Closed luizkc closed 5 years ago
Hi @luizkc,
I'm sure we can figure this out. Would you mind sharing the debug output?
Redirect the stdout and stderr to a file or xclip and pastebin it:
node index.js > out.txt 2>&1
node index.js |& xclip -i -sel clipboard
The weirdest part about this is that my code works using the Python version of the module recreating the exact same requests.
Which python module? The same name python module is of plagiarism, license issues, has known vulnerabilities, spits in the face of FOSS, and is not to be trusted. It's a rip-off of the original cfscrape. Use cfscrape instead, it's maintained.

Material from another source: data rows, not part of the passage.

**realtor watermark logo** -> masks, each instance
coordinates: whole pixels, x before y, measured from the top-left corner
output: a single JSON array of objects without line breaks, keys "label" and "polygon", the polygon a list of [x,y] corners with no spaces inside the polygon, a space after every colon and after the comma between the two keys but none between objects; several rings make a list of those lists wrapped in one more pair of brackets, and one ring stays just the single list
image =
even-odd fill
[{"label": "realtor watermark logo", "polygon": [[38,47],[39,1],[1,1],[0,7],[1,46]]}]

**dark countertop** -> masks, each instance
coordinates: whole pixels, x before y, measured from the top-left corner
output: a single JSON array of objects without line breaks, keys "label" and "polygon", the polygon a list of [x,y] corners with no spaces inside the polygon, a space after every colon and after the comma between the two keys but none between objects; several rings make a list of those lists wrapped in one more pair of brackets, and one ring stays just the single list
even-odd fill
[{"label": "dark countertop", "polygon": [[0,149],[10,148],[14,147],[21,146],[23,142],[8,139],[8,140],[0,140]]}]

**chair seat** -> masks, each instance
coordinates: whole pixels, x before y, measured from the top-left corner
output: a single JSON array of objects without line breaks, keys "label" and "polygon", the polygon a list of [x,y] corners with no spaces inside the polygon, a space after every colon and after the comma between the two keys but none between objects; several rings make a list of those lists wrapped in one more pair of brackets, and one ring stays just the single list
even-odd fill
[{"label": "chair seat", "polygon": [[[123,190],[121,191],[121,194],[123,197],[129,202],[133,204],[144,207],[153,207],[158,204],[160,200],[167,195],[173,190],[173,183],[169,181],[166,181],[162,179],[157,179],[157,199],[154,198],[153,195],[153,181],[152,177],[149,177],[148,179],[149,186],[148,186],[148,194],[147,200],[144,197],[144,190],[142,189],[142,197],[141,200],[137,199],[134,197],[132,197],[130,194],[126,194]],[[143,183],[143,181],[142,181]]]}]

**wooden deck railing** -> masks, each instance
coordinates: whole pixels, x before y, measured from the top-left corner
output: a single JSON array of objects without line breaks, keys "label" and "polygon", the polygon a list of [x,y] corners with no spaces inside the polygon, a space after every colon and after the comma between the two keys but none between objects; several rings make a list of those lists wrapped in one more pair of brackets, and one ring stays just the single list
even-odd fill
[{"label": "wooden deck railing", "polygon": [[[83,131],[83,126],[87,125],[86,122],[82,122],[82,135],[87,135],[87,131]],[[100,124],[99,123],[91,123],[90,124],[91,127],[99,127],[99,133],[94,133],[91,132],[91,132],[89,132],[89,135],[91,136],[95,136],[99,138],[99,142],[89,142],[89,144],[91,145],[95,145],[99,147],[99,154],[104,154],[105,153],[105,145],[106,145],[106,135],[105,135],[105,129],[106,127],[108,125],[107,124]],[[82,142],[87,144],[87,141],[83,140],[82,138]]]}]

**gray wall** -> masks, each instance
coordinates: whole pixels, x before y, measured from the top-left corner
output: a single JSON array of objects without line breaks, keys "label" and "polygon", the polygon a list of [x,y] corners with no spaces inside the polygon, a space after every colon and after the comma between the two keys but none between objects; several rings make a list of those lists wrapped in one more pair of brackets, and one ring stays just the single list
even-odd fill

The challenge solving code in all of these libraries was written by me (including the plagiarized one) and they all generally work the same way if you're using equivalent options. The only exception being the redirect behavior. The python modules handle redirects in a non-standard way by always reusing the original request method instead of switching over to the GET
method.
A very similar and recently solved issue: https://github.com/codemanki/cloudscraper/issues/255
When sending the post request, the console sometimes prints:
request received invalid json
when debug is on.
When the json
option is used, the request library's onRequestResponse
handler attempts to parse the response as JSON. If you get e.g. HTML instead, it will intentionally fail silently unless, as you mentioned, debugging is enabled. The user should validate the response.body
anyway since valid JSON once parsed could be a number, string, empty string, boolean, null, object, or an array. If you're expecting an array e.g.
const valid = Array.isArray(response.body) && response.body.length > 0;
.
If you're trying to post JSON, try the json
option instead of formData
:
const gen = await cloudscraper.post({
url: "https://nakedcph.com/auth/submit",
resolveWithFullResponse: true,
followOriginalHttpMethod: true,
simple: false,
headers: headers,
json: {
_AntiCsrfToken: Csrf,
firstName: "CLOUDSCRAPER TEST",
email: "cloudscraper+123456@gmail.com",
password: "MyPassword123",
"g-recaptcha-response": String(captchaRes),
action: "register"
}
})
Cheers
Hi @pro-src. Thanks for the quick reply.
I tried sending the request as you said and it still did not work.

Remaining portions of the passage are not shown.